Biden was scheduled to meet one-on-one with King Salman, followed by a meeting with the crown prince and Saudi ministers. 

The president had sought to distance himself ahead of the trip from the crown prince, who the U.S. intelligence community concluded was behind the murder of Washington Post columnist Jamal Khashoggi.

When asked in June if he would be meeting with the crown prince, who is also widely referred to as MBS, Biden told reporters he would not. “I’m not going to meet with MBS,” he said then. “I’m going to an international meeting, and he’s going to be part of it.” 
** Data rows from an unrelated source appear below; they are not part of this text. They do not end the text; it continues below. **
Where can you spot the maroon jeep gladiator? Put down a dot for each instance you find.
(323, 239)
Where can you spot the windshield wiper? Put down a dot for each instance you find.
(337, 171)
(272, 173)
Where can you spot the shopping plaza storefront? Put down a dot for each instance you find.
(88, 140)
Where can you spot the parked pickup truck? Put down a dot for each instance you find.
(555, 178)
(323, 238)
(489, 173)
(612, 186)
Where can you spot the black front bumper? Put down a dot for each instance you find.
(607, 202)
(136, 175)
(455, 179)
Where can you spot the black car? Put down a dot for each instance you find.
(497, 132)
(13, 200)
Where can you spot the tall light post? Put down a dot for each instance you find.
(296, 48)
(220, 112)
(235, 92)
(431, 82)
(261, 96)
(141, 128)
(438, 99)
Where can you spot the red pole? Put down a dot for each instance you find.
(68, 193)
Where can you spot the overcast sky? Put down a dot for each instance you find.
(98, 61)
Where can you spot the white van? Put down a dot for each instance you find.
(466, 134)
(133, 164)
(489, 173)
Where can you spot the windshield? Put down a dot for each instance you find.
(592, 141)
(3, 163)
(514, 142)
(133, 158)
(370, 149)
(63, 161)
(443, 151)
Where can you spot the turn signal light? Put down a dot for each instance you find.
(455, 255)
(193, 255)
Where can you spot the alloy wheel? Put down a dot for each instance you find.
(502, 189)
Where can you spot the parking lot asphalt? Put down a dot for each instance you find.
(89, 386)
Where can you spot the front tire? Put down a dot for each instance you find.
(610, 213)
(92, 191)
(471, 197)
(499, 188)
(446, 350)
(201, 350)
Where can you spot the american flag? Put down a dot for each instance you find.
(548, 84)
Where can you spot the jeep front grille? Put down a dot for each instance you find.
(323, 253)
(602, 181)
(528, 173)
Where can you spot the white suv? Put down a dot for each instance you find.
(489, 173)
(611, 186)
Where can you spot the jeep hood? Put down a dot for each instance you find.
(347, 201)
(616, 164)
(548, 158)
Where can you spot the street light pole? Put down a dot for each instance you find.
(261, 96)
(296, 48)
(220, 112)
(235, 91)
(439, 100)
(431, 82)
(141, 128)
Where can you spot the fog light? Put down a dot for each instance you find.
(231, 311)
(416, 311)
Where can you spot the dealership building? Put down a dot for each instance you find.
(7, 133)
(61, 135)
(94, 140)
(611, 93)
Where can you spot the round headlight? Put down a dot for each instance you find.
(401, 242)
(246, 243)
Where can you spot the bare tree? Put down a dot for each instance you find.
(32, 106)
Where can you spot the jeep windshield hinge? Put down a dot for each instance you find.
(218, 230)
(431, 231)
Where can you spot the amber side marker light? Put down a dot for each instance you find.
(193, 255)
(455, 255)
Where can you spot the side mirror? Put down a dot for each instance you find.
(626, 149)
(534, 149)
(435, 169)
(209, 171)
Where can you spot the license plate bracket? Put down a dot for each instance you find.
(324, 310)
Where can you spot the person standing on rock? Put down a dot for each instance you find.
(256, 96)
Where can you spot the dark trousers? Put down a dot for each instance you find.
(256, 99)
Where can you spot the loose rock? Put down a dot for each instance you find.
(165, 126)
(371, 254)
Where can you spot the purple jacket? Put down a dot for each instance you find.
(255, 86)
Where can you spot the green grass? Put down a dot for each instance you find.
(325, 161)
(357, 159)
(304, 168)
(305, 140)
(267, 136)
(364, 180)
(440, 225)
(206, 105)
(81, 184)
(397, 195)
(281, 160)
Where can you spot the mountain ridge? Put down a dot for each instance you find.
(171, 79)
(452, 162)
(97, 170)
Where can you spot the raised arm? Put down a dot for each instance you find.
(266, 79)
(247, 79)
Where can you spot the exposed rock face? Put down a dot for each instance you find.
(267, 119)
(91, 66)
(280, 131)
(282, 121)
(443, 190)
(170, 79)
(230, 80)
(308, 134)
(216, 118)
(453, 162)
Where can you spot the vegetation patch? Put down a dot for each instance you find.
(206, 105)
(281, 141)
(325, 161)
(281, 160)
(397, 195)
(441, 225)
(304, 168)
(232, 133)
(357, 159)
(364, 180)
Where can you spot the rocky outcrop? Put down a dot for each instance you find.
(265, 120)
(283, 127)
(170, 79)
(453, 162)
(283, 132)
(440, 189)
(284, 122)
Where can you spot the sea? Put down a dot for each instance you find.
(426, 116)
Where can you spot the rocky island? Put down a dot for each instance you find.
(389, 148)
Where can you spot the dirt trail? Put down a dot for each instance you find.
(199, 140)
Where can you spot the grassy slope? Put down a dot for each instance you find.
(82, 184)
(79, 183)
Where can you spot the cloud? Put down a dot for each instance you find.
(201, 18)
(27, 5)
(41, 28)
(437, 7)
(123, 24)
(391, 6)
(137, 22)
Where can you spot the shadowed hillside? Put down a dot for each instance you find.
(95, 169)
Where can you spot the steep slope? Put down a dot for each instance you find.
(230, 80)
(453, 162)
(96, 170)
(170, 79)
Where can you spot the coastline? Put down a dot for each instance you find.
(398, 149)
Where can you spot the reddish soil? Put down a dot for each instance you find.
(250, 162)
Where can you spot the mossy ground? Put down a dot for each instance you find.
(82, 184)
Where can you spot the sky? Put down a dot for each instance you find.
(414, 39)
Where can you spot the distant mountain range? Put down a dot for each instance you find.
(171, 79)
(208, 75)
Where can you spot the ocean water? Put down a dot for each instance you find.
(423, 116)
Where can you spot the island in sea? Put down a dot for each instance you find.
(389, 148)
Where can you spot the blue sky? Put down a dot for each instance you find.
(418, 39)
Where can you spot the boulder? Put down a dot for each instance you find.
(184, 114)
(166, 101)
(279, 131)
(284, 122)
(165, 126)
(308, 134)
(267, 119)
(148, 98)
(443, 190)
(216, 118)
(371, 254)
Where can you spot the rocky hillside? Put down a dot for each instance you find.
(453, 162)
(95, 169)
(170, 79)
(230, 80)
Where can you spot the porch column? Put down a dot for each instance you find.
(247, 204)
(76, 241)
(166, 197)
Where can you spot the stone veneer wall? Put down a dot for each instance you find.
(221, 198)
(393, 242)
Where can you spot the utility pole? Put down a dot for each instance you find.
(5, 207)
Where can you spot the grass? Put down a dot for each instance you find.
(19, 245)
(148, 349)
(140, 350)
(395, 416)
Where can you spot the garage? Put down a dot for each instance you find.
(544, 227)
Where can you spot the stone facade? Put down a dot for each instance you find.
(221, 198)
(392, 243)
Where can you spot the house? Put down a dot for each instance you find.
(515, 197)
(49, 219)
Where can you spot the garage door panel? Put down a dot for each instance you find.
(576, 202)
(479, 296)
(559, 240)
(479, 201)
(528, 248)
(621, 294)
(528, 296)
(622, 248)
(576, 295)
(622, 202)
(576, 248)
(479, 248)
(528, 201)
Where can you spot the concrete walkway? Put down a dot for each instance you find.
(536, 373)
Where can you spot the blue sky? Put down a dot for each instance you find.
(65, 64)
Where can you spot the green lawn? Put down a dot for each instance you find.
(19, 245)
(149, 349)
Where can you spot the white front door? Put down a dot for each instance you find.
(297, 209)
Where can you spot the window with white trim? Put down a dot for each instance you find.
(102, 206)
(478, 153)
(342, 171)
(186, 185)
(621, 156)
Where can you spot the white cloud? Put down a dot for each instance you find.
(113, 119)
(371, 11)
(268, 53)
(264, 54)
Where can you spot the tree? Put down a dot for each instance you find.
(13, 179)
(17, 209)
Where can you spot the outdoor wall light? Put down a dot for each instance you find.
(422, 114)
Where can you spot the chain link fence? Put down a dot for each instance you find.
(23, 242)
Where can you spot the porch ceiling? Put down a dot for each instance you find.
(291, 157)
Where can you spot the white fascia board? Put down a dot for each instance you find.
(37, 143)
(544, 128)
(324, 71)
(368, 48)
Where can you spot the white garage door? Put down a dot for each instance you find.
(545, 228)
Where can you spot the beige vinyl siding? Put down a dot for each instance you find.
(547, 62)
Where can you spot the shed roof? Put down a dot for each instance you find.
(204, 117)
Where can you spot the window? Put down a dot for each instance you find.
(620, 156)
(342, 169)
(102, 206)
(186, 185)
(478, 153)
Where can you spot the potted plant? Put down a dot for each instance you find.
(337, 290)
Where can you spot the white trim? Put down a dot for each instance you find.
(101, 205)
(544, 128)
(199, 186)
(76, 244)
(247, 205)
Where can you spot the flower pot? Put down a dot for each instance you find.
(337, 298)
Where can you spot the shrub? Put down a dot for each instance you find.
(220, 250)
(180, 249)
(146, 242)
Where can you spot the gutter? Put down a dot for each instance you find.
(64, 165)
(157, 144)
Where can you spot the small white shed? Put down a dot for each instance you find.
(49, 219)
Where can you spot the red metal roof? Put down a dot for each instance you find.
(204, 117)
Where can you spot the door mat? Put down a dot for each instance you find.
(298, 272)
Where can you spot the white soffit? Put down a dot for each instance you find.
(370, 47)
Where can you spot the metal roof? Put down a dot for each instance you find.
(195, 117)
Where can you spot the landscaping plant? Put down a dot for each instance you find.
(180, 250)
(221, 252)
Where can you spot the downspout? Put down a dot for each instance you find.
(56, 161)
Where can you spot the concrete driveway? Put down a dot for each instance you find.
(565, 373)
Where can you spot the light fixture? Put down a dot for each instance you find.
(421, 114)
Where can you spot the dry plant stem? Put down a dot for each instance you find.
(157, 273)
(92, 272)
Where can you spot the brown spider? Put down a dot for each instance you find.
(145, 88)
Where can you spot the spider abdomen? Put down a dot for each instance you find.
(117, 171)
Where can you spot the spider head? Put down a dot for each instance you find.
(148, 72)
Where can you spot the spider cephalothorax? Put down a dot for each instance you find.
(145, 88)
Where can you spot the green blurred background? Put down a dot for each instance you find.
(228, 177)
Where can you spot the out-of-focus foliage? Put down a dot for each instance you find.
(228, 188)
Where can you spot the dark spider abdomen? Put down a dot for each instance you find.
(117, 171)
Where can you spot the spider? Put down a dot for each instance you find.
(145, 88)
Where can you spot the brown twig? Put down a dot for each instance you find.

But as the de facto leader of the conservative kingdom, the crown prince is central to Biden’s wider foreign policy agenda of countering the growing nuclear threat from Iran, improving relations between Israel and its Arab neighbors, and increasing global oil production. White House officials have said that Biden is looking to “recalibrate, not rupture” relations with Saudi Arabia. 

Still, the meeting with the crown prince seemingly represents a retreat from Biden’s vow during the campaign to punish Saudi Arabia for the killing of Khashoggi — to “make them pay the price and make them, in fact, the pariah that they are.” 

Biden said Thursday that he would raise human rights issues during his meetings in Saudi Arabia, but when asked by reporters, avoided saying whether he would specifically bring up the killing of Khashoggi.

One key deliverable Biden could get from his visit would be a commitment from the Saudis to increase oil production as U.S. consumers at home grapple with record oil prices.

But that move is seen as unlikely, given Biden’s frosty relationship with the crown price and questions around whether the country even has enough capacity to significantly ramp up production, oil industry analysts have said. 

Biden arrives in Saudi Arabia, where he will also attend a summit of Gulf leaders, after nearly three days of meetings with Israeli and Palestinian officials. 

In a small step toward normalizing relations between Israel and Saudi Arabia, Biden is the first U.S. president to fly directly from Israel to Saudi Arabia, a route that was previously off-limits. Saudi officials announced Friday that they would also open the country’s air space to all commercial airlines, including those traveling to and from Israel.